As explained, rising demand for minerals and metals, including for use in new technology, has sparked renewed interest in seabed mining. The first commercial enterprise in deeper waters, expected to target mineral-rich sulphides at depths of 1.5-2km off Papua New Guinea, is scheduled to begin in early 2019.
The research team say there are “many questions and uncertainties” around seabed mining, including legal issues and the difficulties of predicting the scale and extent of impacts in advance, and of monitoring and regulating mining activity once it takes place in the deep sea.
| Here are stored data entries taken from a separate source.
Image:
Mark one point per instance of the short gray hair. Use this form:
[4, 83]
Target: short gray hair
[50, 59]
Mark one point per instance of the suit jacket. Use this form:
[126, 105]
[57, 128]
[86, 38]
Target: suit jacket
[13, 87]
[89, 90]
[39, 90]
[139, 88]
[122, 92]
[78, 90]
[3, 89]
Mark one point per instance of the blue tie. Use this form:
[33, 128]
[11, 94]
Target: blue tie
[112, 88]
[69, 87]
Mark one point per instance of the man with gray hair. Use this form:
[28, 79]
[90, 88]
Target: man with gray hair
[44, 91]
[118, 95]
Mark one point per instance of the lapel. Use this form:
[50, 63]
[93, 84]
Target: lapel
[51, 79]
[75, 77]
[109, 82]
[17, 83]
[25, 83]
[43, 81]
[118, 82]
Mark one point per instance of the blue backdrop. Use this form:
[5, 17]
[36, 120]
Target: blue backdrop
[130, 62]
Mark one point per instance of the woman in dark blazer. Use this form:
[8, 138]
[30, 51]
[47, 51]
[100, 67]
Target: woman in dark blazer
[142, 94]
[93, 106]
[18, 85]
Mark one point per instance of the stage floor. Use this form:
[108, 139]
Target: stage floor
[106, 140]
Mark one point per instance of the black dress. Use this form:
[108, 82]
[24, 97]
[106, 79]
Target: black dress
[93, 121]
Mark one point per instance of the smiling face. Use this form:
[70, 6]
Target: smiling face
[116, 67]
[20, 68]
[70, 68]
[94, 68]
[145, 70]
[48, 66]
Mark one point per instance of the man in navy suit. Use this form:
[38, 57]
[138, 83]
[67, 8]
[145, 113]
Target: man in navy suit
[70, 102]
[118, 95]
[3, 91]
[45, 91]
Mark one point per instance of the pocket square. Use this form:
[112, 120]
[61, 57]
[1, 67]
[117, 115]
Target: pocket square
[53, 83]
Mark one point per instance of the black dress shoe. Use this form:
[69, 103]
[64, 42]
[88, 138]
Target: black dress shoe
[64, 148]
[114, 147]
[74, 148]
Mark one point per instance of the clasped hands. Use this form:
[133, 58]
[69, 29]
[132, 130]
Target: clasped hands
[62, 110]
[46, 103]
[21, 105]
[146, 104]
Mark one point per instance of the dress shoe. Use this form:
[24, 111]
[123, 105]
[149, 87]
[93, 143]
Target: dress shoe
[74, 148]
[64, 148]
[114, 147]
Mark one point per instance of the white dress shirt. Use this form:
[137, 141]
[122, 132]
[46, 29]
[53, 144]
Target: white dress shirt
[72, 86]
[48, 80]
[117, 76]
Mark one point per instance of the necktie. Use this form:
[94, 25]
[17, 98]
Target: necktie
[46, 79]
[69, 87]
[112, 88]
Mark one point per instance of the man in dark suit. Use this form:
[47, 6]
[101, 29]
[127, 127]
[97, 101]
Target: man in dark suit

In addition, the paper notes that alternatives to seabed mining have already been proposed, including substituting metals in short supply for more abundant minerals with similar properties, as well as more effective collection and recycling of components from disused products and wastes.
However, Dr Santillo said demand for seabed mining would also diminish if humanity could cut overproduction and overconsumption of consumer goods.
“Rather than using human ingenuity to invent more and more consumer products that we don’t actually need, we could deploy it instead to build goods that last longer, are easier to repair and make better use of the limited natural resources we have,” he said. “With the right approaches, we can avoid the need for seabed mining altogether and stop the ‘race to the bottom’.
“As governments prepare to set the rules and the first companies gear up to mine, now is the time to ask whether we just have to accept seabed mining, or should instead decide that the potential damage is just so great that we really need to find less destructive alternatives.”